At the annual Center for Inquiry national conference ("Science and Religion: Are They Compatible?" Atlanta, Georgia, November 9-11), Council staff led a session on grassroots organizing for campus and noncampus humanist leaders from across the country. To learn more about how you can participate in the grassroots organizing efforts of the Council, e-mail DJ at [email protected] or call 716-636-7571, ext. 314.
Campus Freethought Alliance Get Together
"This Mind Not for Rent" read the sign in the window at the Center for Inquiry in Amherst, New York. It was Thursday, June 21, and almost 100 young people from as far as the United Kingdom and as wide as Texas were converging on the Center and the adjacent University at Buffalo campus for a highlight of the year for student skeptics and humanists: the Campus Freethought Alliance Annual Conference. Its theme: the role of the mass media (as a double-edged sword!) in the struggle for a more rational world.
This was not your usual humanist conference: three days of multimedia and interactive presentations, field trips, socials, stand-up comedy, live music, and dancing--not to mention a walk over 21 feet of hot coals by some of the budding skeptics in attendance. True to the demographic, sessions went well into the night and didn't start again until 10:30 in the morning!
Among the highlights were Paul Kurtz's guided video retrospective of his media appearances; a hands-on skeptical investigation of homeopathic insomnia remedies led by Skeptical Inquirer staffer Kevin Christopher (who hilariously "overdosed" on bottle after bottle of the totally impotent sleeping pills); a small-group sessionwith Beth Corbin of Americans United for Separation of Church and State deconstructing the faith-biased newspaper coverage enjoyed by Bush's faith-based initiative; and uproarious routine by Tim Harrod of the popular satire periodical The Onion; and a roundtable conversation with three new media entrepeneurs of humanism: the president of Infidel Records, the founder of Internet Infidels, and The Infidel Guy, host of the Internet Radio show "Live With The Infidel Guy."

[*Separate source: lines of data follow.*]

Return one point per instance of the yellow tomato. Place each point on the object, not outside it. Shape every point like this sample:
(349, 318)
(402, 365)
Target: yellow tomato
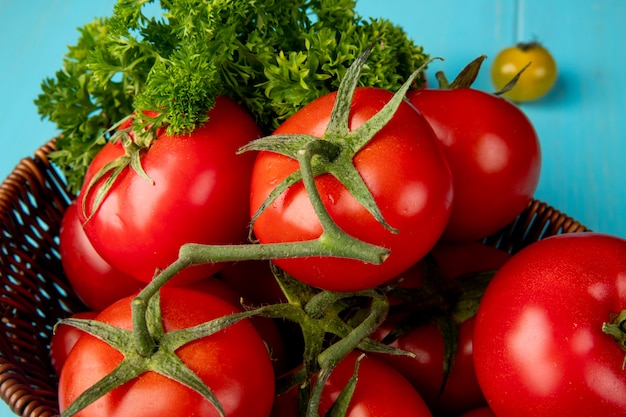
(535, 81)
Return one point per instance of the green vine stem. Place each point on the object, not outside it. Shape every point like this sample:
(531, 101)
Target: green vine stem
(617, 329)
(332, 242)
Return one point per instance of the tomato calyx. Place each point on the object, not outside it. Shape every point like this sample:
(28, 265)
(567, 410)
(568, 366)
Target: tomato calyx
(446, 303)
(464, 79)
(467, 76)
(616, 328)
(135, 144)
(333, 325)
(159, 357)
(338, 145)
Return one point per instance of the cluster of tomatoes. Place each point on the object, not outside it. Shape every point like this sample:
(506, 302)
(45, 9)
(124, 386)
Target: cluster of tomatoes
(451, 167)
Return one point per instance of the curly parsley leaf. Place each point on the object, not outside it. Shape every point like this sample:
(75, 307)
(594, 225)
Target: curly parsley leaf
(272, 56)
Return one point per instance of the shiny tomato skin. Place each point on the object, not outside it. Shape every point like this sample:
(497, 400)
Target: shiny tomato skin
(479, 412)
(536, 80)
(200, 195)
(96, 283)
(493, 152)
(539, 348)
(64, 338)
(223, 361)
(425, 370)
(402, 166)
(380, 392)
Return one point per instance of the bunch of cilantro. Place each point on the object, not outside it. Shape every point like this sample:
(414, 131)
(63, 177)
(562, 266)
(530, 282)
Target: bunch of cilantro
(272, 56)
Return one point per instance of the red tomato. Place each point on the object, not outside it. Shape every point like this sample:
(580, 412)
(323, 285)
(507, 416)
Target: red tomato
(493, 152)
(234, 363)
(254, 281)
(93, 279)
(425, 370)
(402, 167)
(200, 195)
(426, 341)
(539, 348)
(64, 338)
(380, 392)
(480, 412)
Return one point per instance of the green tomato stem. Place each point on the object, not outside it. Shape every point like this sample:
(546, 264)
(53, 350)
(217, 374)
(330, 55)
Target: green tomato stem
(333, 242)
(617, 329)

"That was my first humanist event with people my age and I had a great time," said one attendee. "I learned so much about the freethought movement and how I can participate." Said others: "A year ago, I knew nothing about any of this and it's so good to know that there is a place like Center for Inquiry and a group like CFA that I can use as resources and guidance." "I feel like I stepped into an alternative logical universe!"